Implementation in Bangladesh
In Bangladesh, garment industry accounts 83 per cent of the country’s exports. Such statistics suggest any sudden pause in fast fashion industry could hurt the whole economy. Also, implementation of slow fashion might see thousands of garment workers losing jobs. Hence, the approach needs to be careful.
Mr. David Hasanat, the CEO of Viyellatex Ltd, has been working with Sustainable Fashion for the past 15 years. Talking to this author, he said, “Sustainability goes much beyond environmentalism; rather it covers the three P’s – planet, people and profit. For fashion to be sustainable, it has to be both slow and circular.”
According to American research firm Wealth-X, Bangladesh ranks 3rd in the list of 10 fastest-growing HNW (high net worth) population countries. “If this segment of the population can vote with their pockets, ethical fashion will go a long way in Bangladesh,” added Mr. Hasanat.

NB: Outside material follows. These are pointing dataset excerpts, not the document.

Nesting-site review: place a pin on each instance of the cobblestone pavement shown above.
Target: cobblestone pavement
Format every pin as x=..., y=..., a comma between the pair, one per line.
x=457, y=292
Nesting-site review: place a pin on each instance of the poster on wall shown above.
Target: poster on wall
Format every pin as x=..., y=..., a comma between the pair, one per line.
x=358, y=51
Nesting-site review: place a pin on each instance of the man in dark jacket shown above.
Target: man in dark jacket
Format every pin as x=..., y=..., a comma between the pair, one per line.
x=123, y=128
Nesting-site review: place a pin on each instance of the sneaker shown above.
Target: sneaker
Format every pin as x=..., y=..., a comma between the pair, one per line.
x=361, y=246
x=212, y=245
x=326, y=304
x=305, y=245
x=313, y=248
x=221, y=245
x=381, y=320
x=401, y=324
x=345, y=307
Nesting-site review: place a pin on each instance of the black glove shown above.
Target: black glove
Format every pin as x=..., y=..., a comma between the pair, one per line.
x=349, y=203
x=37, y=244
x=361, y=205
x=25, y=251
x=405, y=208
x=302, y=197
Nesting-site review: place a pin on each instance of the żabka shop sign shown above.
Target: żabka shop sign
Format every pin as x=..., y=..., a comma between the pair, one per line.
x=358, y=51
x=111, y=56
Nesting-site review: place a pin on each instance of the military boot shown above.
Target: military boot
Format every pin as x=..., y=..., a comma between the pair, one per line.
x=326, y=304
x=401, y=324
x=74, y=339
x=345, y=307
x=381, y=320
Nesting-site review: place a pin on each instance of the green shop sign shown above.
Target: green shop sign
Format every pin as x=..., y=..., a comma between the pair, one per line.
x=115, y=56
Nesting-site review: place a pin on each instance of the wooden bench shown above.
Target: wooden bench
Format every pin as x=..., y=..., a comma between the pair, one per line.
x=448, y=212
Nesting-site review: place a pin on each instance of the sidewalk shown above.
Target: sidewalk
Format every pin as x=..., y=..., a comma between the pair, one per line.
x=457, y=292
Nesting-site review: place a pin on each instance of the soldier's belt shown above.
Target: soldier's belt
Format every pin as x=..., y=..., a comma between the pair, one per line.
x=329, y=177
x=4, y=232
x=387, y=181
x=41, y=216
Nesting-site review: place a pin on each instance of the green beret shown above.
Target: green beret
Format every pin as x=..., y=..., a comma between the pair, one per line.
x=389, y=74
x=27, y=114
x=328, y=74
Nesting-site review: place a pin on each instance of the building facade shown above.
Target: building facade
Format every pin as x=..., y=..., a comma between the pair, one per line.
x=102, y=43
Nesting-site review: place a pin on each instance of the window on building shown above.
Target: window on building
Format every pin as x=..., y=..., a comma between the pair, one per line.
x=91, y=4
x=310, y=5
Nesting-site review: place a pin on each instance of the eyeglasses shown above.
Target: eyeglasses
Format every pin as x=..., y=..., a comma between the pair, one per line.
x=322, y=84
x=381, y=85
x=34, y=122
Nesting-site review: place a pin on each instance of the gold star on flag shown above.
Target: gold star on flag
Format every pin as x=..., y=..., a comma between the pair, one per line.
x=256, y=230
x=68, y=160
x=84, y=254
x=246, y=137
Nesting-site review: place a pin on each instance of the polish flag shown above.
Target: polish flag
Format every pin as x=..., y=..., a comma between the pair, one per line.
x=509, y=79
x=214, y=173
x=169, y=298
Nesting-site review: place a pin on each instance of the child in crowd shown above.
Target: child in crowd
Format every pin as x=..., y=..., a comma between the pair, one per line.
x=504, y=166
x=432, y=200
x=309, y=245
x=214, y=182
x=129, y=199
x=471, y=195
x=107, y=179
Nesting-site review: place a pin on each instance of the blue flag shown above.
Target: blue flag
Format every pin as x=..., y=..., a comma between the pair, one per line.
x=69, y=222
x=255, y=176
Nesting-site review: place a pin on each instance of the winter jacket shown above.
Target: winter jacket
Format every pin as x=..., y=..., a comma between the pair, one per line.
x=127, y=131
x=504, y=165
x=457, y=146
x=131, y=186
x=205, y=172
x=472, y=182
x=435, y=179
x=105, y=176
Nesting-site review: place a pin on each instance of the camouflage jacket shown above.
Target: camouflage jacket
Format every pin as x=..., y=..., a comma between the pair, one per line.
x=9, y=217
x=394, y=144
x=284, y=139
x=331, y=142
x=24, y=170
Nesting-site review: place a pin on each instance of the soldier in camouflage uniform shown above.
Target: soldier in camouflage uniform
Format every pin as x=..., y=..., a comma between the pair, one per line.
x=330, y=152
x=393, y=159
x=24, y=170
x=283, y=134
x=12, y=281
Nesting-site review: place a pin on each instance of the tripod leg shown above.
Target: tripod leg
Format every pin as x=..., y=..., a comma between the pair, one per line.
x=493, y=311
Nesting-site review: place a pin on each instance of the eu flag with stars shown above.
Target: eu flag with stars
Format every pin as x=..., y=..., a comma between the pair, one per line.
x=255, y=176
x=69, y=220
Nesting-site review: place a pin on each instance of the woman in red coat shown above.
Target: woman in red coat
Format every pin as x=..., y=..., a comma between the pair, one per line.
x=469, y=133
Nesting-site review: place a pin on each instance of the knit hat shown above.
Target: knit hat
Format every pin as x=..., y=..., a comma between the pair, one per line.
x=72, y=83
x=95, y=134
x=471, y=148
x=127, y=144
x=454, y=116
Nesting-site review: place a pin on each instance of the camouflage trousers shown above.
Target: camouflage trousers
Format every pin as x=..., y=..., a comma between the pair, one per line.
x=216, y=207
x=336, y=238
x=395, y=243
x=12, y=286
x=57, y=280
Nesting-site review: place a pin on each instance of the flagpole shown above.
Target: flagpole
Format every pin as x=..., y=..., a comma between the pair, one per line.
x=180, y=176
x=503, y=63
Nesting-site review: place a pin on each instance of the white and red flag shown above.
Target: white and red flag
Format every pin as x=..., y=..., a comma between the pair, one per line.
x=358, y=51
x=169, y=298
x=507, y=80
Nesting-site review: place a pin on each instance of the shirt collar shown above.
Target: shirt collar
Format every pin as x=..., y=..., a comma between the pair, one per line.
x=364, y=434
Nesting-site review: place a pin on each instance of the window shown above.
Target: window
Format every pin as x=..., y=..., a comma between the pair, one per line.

Nevertheless, he brushed off the common perception that slow fashion is a threat to mass employment. In his opinion, it’s nothing but an excuse to buy fast fashion.
“In an open-market economy like ours, everyone is in a rat race to make maximum profit. Hence, it becomes quite difficult to balance the three aspects of sustainability: economic, social and environmental. Given pollution monitoring and economic incentives, the government can encourage Sustainable Fashion to a great extent.”
The pandemic has made people realise that if they can live a few months without buying a new piece of clothing, then it can surely be done for longer. “Amid the pandemic, I am delighted to see an emerging group of millennials choosing ‘quality over quantity.’ If affordability is an issue, then we should at least upcycle, reuse and recycle our clothes,” said Mumtahana Elahi, founder and designer of Abayaholic, a Modest Fashion Brand in Bangladesh.
Eco fashion is often stereotyped as boring. Hence glamourising it to the youngsters is necessary since they are the early adopters of fashion trends. “It’s easy to overlook the power we have as consumers or the impact our purchase makes. Hence, educating people through mass media should be given to the hands of experts and designers who have intensive knowledge on the topic,” says Ms Mumtahana.
A great advice on reducing fast fashion comes from Patsy Perry, senior lecturer in fashion marketing at the University of Manchester: “Less is always more.” This simple step of mindfully purchasing products will incite the fashion industry to focus more on durable clothing.
Naziba Ali is a third year student at the Institute of Business Administration (IBA), University of Dhaka.